Interestingly, as I have more recently added Saturday morning services to my observance, I find myself even more stressed out and with bigger piles of incomplete stuff. For many years I used the early morning hours of Shabbat to do Hebrew translation, but now don’t have that time slot, and I’m having a very hard time squeezing it into my schedule. As I now am Taking Hebrew class for credit, the translations are now real work and are no longer recreation, adding to my stress.

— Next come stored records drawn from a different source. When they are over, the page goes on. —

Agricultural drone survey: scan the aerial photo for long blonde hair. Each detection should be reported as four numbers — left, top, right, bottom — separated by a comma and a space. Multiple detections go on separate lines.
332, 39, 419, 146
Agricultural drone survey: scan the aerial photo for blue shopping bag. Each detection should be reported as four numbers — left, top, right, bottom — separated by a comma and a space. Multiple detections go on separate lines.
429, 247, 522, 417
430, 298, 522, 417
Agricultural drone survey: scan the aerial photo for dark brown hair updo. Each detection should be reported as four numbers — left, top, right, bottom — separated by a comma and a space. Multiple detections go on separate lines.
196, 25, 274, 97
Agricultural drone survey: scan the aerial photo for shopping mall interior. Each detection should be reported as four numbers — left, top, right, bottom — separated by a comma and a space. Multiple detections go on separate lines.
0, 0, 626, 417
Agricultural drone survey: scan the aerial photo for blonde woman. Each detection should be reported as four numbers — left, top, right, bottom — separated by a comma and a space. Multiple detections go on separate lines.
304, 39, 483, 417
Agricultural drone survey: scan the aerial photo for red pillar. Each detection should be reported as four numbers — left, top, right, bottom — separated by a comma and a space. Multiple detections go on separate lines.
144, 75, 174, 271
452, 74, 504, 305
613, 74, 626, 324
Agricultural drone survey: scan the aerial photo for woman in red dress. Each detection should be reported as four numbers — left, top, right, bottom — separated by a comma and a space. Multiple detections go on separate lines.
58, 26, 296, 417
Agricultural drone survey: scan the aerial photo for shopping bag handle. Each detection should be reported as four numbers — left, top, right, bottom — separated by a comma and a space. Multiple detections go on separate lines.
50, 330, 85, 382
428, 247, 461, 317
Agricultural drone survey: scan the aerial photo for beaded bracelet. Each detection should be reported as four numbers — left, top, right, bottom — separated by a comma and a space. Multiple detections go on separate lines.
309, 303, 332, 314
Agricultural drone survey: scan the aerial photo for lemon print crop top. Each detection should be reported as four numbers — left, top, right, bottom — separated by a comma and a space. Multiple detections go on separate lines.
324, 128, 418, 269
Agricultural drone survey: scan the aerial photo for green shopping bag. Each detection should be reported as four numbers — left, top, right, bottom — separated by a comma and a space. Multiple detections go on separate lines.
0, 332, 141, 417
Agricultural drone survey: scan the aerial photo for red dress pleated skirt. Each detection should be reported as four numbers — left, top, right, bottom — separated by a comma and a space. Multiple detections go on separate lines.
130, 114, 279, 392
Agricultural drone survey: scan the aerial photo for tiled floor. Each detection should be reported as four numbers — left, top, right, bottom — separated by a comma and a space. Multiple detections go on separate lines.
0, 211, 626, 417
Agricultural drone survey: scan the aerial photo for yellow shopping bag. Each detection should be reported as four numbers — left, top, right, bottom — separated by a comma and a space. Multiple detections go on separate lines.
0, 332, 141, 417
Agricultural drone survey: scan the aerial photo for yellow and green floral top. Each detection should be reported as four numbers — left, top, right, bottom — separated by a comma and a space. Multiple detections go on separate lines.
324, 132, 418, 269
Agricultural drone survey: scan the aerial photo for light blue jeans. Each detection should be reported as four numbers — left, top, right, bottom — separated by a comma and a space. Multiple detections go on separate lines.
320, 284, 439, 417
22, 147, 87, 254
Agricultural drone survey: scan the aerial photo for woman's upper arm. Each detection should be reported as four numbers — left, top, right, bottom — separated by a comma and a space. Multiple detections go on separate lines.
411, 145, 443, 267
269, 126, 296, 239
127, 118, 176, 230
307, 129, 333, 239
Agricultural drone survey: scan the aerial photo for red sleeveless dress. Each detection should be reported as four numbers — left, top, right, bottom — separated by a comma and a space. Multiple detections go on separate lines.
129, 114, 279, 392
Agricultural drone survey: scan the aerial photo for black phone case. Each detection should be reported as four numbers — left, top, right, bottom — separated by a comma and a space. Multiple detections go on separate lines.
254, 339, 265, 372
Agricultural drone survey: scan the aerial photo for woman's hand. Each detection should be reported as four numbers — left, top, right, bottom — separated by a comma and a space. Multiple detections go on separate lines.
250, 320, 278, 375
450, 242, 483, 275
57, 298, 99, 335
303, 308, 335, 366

I’ve written in the past of what I envision Shabbat as - some Jewish version of a Jimmy Buffet song, I’m resting away in Shabbosville. Its one particular harbor on a Tropical Island in time where I sit back, relax and enjoy the sights, tastes, sounds and smells of this world, to enjoy time with friends and family, and to enjoy a one-day vacation from everything else. Of course for each person that might have a different view of what that vacation looks like, but the idea is the same: to stop what we do for the other six days of week, and like God did, refresh our soul-life. I agree with the view Abraham Joshua Heshchel wrote in The Sabbath (pg.8):
Unlike the Day of Atonement, the Sabbath is not dedicated exclusively to
spiritual goals. It is a day of the soul as well as the body; comfort and
pleasure are an integral part of the Sabbath observance...To observe is to
celebrate the creation of the world and to create the seventh day all over again
the majesty of holiness in time "a day of rest a day of freedom" a day which is
like "a lord and king of all other days" a lord and king in the commonwealth of
time.
But rest and freedom seems elusive. The temptations are too great to work, as the piles, both literally and figuratively get higher around us. Yet, it may be like Philo says, that the Sabbath is the day of refreshing, and if we get a good day of refreshing then the other six work so much better. Given the number of silly mistakes and forgetfulness I’ve had lately, I’m sure stressing for seven days is the reason, and Shabbat is the solution. Of course things can get out of hand if I get work done seven days a week: there is the real possibility of true heath problems. Transgression of Shabbat does carry the death penalty, but it is a Caret penalty, one meted out by God. I have always belied that caret means we run the risk of heart attack and other stress related illnesses to a greater degree if we don’t observe the Sabbath. If we don’t stop and rest, we die an early death.
So I’m seriously looking towards making a few changes in my life, to more observe Shabbat than I have. It means some disappointments in my life, Grad school graduation is probably delayed by a year or so, but so it will be. And with that burden still on my back for a longer time my social life will continue to suffer, but so it will be. More important is this commandment from The Torah, uttered on Sinai. Hillel once said that our body is the receptacle our nefesh, the soul given to us by God, and the holy part of us. We must treat our bodies as well as the custodians of Roman temples treat the idols inside, says Hillel, even more so: our bodies really are the gifts from God.
With that, however hard it is to just stop, may you have a wonderful restful Shabbos.